The US Department of Agriculture (USDA) said Monday that it will increase sugar imports by 325,000 short tons in fiscal 2011 – a move that has been welcomed by sweetener users.
The USDA said that the extra imports will help offset losses in domestic cane sugar production caused by a January freeze in Florida and produce a projected stock-to-use ratio of 13.5 percent for FY 2011. Industrial users recommend a ratio of 15.5 percent, although in 2009 it slipped below 12 percent. The new allocation brings the total sugar import quota to 1,556,497 short tons.
“USDA will closely monitor stocks, consumption, imports and all sugar market and program variables on an ongoing basis, and may make further program adjustments during FY 2011 if needed,” the agency said.
In addition, the Office of the United States Trade Representative (USTR) announced country-specific allocations of the additional raw cane sugar allowance for FY11, in line with countries’ historical sugar shipments to the United States.
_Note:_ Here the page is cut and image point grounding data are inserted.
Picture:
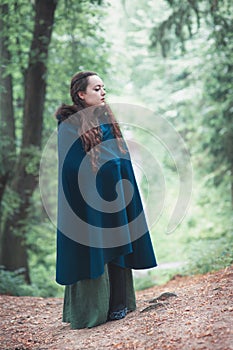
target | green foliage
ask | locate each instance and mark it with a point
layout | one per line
(12, 283)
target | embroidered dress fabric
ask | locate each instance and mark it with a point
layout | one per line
(86, 303)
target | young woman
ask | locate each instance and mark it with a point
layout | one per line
(102, 232)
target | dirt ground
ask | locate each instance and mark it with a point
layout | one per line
(200, 316)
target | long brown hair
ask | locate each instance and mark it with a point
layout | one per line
(90, 135)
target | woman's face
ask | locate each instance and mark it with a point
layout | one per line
(95, 92)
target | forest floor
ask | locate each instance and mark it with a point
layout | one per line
(200, 316)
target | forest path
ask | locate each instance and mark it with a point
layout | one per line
(199, 317)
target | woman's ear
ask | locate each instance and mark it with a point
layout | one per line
(81, 95)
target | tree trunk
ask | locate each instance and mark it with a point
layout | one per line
(14, 248)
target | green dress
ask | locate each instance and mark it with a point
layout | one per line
(86, 303)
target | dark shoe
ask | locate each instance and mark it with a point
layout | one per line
(117, 315)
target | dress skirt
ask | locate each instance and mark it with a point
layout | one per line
(86, 303)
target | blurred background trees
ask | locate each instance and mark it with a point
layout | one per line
(173, 57)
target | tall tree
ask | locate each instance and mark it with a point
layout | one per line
(24, 181)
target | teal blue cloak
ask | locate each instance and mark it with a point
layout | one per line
(100, 217)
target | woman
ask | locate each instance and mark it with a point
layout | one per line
(102, 232)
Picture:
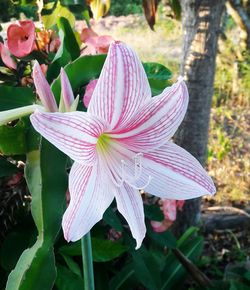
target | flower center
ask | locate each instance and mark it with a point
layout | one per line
(103, 143)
Tariff-rate quotas allow countries to export specific quantities of sugar to the US at a relatively low tariff, but imports above the threshold are subject to a higher tariff.
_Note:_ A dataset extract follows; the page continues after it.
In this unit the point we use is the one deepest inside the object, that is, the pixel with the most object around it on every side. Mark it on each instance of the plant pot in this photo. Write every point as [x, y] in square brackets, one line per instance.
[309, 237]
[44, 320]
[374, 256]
The Sweetener Users Association, which represents companies that use nutritive sweeteners and associations that represent them, commended the USDA for increasing the sugar import quota, adding that the move underscores its position that US sugar policy is in need of reform.
“This action will provide additional sugar to a domestic market that needs it badly, but we believe that additional quota increases will be necessary to ensure adequate supplies,” the association said. “We also commend today's announcement that the Office of US Trade Representative will reallocate existing quotas to those countries able to supply additional sugar, and we respectfully urge USTR to move as quickly as possible in this regard. The need for these steps illustrates how the US sugar program distorts markets and must be reformed in the 2012 farm bill.”
Current US sugar policy was set with the 1981 farm bill, with the intention of controlling supply and demand to ensure stable prices for American sugar producers. However, US sugar prices have remained far above global sugar prices, leading to frustration among sweetener users.
Mexican sugar is the only sugar which is not subject to import restrictions in the US, as it is protected by the North American Free Trade Agreement.